20 marca był dniem pełnym wzruszeń i radości – mieliśmy zaszczyt świętować 100. urodziny Pani Stanisławy Chwajoł.
Kobiety o niezwykłej sile, dobrym sercu i niespożytej energii, która była świadkiem historii i skarbnicą życiowej mądrości. Pani Stasia przyszła na świat 20 marca 1925 roku w Chorągwicy jako jedna z dziesięciorga rodzeństwa. Jej życie to opowieść o pracowitości ,niezłomnym duchu i miłości do rodziny. Pracowała w Cegielni w Wieliczce, Spółdzielni Mikol na ul. Dekerta w Krakowie, a w wieku 80 lat nadal angażowała się w organizację uroczystości i przygotowywanie potraw. Zawsze pogodna, uśmiechnięta i pełna troski o bliskich. Podczas spotkania Jubilatka podzieliła się swoją receptą na długowieczność:
„Nie można się zamartwiać problemami, lecz cieszyć się życiem i być wdzięcznym za każdy dzień.”
Z rozczuleniem dodała: „Sto lat minęło tak szybko, jakby ktoś drzwi zamknął i je otworzył.”
Z okazji tak wyjątkowych urodzin, Pani Stanisława otrzymała gratulacje od Rafał Ślęczka – Burmistrz Miasta i Gminy Wieliczka , Katarzyny Janczarskiej – Zastępcy Kierownika Urzędu Stanu Cywilnego, Anety Tracz – Dyrektor Wydziału Promocji, Rozwoju i Komunikacji Społecznej, Renaty Gabryś – Sołtys Chorągwica, Pauliny Perz – Przewodniczącej Koła Gospodyń Wiejskich.

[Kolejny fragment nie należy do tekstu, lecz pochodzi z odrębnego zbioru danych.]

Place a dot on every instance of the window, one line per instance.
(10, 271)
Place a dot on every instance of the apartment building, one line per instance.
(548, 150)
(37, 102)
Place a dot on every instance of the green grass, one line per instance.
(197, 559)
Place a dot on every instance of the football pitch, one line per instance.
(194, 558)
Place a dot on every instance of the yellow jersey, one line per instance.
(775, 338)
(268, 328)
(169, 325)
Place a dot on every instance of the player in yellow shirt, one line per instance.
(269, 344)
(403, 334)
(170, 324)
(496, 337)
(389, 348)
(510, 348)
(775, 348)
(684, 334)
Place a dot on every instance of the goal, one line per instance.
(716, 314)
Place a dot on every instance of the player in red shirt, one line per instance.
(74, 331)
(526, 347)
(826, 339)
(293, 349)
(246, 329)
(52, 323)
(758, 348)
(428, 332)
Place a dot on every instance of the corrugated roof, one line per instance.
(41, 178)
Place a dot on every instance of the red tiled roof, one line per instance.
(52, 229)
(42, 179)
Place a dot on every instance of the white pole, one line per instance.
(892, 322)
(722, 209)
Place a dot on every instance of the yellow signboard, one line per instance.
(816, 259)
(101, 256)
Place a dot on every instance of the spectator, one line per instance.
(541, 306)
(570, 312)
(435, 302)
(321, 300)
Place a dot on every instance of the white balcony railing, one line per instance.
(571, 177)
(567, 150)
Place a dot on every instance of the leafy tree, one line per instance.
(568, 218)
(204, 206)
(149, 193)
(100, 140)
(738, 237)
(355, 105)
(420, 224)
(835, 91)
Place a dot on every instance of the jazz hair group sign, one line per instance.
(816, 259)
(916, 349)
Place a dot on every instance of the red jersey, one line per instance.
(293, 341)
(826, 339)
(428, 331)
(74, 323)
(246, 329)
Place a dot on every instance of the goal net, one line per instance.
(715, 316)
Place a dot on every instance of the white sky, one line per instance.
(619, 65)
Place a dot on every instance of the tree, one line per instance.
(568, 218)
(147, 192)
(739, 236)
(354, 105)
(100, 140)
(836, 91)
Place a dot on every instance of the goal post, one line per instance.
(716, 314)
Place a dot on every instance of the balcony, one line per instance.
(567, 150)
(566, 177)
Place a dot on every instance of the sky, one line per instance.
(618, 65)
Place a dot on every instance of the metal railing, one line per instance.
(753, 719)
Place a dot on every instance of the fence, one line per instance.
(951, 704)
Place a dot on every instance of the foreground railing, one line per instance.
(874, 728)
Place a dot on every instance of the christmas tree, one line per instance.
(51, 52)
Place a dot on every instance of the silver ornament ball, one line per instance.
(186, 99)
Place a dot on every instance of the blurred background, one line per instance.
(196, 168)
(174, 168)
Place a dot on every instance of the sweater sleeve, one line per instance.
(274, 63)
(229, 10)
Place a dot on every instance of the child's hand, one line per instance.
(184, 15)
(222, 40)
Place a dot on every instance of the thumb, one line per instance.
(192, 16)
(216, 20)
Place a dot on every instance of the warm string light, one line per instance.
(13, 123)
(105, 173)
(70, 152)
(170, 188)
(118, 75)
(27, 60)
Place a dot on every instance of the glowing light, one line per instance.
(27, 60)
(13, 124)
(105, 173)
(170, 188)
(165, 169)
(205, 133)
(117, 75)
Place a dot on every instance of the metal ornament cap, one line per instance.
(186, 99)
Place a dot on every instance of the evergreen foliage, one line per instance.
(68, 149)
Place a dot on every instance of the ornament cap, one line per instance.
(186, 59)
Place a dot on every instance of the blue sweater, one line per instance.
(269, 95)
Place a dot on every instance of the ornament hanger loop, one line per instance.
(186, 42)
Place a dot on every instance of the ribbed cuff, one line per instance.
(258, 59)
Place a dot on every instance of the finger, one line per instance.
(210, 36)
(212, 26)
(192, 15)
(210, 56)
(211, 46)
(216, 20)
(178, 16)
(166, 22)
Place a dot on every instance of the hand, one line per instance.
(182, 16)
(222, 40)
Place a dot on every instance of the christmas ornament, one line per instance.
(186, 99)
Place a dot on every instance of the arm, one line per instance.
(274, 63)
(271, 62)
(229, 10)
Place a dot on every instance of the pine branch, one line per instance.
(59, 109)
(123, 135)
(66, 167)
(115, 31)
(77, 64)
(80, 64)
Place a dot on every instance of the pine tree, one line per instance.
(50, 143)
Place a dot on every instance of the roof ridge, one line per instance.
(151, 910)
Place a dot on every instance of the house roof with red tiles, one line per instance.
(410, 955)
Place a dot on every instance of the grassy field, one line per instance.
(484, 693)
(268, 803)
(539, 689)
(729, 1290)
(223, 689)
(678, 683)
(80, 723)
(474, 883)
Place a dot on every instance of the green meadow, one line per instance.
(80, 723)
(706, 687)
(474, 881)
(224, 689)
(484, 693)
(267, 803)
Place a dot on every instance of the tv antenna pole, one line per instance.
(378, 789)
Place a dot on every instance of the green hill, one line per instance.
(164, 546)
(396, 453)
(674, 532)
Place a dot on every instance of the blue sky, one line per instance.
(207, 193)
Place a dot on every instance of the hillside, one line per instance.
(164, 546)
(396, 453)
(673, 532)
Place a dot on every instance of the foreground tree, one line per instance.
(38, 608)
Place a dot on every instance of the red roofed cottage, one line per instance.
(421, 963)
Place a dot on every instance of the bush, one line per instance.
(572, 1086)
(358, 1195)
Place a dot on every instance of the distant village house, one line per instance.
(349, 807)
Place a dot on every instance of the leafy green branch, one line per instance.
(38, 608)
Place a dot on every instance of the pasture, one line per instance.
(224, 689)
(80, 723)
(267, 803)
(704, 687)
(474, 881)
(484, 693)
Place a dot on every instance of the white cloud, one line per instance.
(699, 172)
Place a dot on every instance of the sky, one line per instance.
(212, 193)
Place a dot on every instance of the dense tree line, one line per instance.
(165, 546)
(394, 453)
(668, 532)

Goście wręczyli Jubilatce piękne kwiaty, a także zostały odczytane listy gratulacyjne od Premiera Donalda Tuska oraz Wojewody Małopolskiego Krzysztof Jan Klęczar .
100 lat to niezwykły dar – niech kolejne dni będą pełne zdrowia i uśmiechu.
Dziękujemy Pani Stasiu ,że mogliśmy być w tym wyjątkowym dniu razem z Panią,
Dziękujemy za wzruszenie, za ciepło , którym nas Pani obdarzyła, i za mądrość , którą możemy czerpać z Pani pięknej historii życia . To dla nas zaszczyt!
Życie jest jak drzwi , które otwieramy każdego dnia – za jednymi kryją się radości ,za innymi wyzwania , ale wszystkie prowadzą nas naprzód .
Pani Stasia przez sto lat przechodziła przez kolejne drzwi z odwagą , pogodą ducha i miłością do świata .
Niech kolejne prowadzą ją ku jeszcze wielu pięknym chwilom.